Par Slim BEN YOUSSEF
Le dinar peut, lui aussi, rêver de grandeur. Il peut passer du statut d’indicateur anxieux à celui d’outil politique. Dans ce Maghreb coincé entre les devises des autres et ses propres inerties, une monnaie commune entre la Tunisie, l’Algérie et la Libye ne relève pas d’un excès d’idéalisme, mais d’un défaut de courage.
Un dinar à trois têtes ne réglera rien, disent les frileux. Ils ont raison – et tort.

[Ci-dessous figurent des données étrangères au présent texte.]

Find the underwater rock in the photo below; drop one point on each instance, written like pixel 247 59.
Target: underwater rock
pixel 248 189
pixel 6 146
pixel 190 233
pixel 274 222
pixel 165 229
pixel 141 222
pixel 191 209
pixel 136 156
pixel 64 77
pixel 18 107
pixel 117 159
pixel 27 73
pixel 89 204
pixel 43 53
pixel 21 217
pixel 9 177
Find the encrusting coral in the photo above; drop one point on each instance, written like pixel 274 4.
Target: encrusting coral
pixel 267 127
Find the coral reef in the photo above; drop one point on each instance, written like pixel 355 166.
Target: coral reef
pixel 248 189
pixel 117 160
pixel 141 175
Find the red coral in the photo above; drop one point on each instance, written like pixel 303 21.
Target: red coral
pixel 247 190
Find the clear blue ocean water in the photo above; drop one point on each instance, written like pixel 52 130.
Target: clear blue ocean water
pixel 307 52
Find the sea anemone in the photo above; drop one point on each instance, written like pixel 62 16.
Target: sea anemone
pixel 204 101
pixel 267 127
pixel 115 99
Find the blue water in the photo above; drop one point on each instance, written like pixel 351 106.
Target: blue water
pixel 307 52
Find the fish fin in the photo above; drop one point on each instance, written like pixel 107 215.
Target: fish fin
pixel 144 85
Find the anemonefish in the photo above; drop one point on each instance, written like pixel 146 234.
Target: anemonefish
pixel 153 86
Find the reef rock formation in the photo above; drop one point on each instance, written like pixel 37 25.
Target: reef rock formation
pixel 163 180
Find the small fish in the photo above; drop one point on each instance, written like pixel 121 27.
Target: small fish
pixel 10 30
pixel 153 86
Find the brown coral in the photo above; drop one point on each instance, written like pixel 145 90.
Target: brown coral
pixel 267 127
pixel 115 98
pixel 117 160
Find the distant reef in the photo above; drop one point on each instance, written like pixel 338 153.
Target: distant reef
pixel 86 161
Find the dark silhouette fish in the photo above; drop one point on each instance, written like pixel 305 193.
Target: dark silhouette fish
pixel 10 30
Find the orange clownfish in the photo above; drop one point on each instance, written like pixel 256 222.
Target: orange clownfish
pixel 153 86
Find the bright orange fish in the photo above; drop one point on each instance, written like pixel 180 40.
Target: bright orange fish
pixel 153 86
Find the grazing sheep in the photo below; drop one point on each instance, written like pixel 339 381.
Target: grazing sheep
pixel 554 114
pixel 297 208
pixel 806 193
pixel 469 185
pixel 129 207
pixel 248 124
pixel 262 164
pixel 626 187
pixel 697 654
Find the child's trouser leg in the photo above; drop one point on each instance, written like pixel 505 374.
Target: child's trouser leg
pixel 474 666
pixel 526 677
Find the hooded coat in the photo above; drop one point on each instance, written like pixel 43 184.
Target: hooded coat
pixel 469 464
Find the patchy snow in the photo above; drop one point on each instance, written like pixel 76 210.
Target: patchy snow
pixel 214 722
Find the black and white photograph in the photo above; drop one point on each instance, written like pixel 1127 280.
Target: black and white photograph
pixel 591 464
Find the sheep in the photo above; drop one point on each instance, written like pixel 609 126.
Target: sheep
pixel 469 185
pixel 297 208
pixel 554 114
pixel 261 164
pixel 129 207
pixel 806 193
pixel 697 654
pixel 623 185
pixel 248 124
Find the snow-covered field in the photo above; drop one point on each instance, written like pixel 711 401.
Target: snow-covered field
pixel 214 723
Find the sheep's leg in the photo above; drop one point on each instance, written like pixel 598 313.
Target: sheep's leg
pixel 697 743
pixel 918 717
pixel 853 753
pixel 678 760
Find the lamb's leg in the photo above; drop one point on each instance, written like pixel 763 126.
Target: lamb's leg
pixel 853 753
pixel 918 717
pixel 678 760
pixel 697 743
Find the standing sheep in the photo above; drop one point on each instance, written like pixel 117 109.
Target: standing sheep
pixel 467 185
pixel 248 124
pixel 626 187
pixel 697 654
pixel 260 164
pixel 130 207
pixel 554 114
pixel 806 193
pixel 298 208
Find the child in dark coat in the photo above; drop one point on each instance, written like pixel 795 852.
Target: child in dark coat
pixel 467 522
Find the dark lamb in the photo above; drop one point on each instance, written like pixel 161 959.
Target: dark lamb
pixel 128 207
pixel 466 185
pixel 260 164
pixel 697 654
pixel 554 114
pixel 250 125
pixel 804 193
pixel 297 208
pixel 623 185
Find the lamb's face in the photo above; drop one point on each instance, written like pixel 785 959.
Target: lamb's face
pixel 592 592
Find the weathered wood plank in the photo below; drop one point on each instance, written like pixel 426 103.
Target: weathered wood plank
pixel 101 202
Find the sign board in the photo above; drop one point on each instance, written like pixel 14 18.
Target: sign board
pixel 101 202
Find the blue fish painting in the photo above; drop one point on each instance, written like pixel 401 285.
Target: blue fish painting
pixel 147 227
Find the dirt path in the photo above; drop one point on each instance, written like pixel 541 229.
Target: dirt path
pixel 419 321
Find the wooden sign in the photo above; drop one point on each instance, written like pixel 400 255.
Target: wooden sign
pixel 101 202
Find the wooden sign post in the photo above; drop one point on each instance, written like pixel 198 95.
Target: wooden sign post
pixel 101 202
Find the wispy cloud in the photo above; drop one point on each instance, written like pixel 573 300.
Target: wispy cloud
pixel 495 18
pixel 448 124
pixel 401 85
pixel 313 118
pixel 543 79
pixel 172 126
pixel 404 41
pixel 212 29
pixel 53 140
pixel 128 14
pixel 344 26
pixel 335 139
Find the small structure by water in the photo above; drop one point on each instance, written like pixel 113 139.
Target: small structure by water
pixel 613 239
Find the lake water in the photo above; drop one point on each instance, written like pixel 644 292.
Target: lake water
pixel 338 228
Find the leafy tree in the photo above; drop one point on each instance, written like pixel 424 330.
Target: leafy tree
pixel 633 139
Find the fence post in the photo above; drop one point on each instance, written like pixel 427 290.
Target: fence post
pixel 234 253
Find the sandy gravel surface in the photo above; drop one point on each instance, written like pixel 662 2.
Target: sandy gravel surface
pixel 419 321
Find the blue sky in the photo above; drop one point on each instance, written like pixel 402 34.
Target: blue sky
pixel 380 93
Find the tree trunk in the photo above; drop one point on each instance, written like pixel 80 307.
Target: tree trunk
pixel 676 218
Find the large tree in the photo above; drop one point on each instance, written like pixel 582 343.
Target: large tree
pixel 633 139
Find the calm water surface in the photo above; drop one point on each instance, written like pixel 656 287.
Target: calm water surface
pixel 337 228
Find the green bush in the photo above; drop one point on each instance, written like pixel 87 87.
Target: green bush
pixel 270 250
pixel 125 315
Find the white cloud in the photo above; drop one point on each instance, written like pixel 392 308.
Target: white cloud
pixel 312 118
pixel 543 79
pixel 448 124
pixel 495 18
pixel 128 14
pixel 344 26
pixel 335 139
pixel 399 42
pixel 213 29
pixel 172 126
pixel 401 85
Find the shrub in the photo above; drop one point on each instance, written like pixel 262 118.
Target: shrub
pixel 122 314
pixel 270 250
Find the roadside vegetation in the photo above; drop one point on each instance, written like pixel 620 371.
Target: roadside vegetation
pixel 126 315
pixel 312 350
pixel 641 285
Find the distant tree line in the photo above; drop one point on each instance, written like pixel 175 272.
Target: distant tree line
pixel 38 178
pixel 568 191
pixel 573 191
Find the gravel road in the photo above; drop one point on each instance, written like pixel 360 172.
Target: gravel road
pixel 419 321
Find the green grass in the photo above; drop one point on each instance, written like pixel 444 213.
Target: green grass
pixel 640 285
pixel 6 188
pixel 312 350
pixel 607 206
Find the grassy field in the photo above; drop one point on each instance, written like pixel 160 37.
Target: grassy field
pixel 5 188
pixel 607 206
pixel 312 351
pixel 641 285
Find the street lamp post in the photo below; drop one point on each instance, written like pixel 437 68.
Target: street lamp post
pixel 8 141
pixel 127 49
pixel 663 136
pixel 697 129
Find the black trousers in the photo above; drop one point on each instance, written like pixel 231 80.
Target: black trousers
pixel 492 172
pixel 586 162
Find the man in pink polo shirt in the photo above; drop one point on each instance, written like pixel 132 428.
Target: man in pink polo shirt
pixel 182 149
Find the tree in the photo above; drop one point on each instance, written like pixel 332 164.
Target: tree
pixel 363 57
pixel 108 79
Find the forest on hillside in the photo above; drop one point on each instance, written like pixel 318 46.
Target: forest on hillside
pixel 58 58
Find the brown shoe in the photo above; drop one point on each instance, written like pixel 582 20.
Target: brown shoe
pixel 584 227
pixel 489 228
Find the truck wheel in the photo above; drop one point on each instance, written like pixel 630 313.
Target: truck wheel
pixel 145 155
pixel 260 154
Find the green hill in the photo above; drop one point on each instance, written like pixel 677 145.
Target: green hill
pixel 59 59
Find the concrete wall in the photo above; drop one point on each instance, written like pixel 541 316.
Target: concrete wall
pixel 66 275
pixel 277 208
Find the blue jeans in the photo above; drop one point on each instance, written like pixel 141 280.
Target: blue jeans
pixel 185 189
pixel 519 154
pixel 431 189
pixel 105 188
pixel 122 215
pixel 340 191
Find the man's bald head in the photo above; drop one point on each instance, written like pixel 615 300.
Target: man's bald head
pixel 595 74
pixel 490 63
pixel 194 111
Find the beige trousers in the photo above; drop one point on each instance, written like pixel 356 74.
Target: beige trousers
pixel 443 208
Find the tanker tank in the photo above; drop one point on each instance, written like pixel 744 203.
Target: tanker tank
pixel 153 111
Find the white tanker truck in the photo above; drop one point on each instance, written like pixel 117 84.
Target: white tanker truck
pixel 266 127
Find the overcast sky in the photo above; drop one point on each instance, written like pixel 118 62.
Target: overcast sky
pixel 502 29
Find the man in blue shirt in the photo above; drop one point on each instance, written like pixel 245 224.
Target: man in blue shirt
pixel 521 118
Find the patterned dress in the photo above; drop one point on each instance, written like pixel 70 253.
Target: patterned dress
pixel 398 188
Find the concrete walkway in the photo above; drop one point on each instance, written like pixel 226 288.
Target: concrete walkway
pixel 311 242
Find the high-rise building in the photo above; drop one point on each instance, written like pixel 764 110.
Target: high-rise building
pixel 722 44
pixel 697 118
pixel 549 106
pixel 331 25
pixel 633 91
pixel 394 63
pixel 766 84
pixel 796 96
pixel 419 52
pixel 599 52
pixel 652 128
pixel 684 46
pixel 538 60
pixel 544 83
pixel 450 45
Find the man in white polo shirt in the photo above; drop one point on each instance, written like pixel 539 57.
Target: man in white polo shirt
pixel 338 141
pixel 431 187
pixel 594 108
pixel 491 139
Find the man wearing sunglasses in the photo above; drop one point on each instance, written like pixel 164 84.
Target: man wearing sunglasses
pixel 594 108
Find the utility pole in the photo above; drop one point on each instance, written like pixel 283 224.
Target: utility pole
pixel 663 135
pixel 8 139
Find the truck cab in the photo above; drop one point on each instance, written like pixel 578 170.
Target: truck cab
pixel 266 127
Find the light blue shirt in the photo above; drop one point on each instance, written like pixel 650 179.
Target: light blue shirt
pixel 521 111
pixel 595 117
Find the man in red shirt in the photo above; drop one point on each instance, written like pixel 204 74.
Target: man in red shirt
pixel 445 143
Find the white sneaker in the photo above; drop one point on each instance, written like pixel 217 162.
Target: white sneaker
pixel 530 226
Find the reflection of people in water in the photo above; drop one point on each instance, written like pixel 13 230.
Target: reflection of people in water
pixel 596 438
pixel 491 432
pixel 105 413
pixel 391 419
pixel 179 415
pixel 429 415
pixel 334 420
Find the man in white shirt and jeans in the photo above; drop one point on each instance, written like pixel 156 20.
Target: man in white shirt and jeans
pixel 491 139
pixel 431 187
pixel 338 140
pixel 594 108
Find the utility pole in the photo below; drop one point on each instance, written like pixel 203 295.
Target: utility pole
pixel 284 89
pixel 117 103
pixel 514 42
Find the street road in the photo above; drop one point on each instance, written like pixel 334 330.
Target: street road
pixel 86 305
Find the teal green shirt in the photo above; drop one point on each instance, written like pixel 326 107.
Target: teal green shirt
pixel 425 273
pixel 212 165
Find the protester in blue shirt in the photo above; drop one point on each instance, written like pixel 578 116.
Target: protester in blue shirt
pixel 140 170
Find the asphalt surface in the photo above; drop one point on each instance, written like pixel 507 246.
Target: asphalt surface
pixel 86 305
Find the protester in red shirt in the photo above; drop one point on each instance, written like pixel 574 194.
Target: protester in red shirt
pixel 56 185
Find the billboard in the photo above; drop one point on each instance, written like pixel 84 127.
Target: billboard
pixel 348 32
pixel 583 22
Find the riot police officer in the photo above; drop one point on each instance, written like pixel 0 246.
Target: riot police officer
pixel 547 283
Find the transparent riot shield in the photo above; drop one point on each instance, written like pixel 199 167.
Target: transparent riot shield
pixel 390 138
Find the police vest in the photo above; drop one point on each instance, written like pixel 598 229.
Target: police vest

Crise endémique en Libye, économie de rente en Algérie, précarité formelle en Tunisie : autant de pathologies qu’aucune monnaie ne guérit, mais qu’une monnaie unique peut inscrire dans une grammaire de stabilisation collective. Non pas effacer les déséquilibres, mais leur offrir un principe de cohérence – une scène commune. Un cadre pour les négocier, plutôt qu’un alibi pour les taire.
Mutualiser les devises et les déséquilibres, c’est inventer une souveraineté concertée. Refuser, par principe, c’est préférer l’isolement inefficace à l’interdépendance constructive.
Doit-on réinventer tout un monde ? Commençons par cesser de tout subir. Par transformer une faiblesse en levier, un morcellement en stratégie. C’est une géopolitique à bâtir, un rapport de force à inverser.
Un saut vers l’inconnu ? Un pas vers le réel.
La monnaie est plus qu’un moyen d’échange, c’est aussi un échange de moyens. C’est un horizon, une mémoire, une fiction fondatrice. La livrer aux marchés, c’est monétiser nos renoncements. La penser en commun, c’est organiser une solidarité contrainte, mais féconde.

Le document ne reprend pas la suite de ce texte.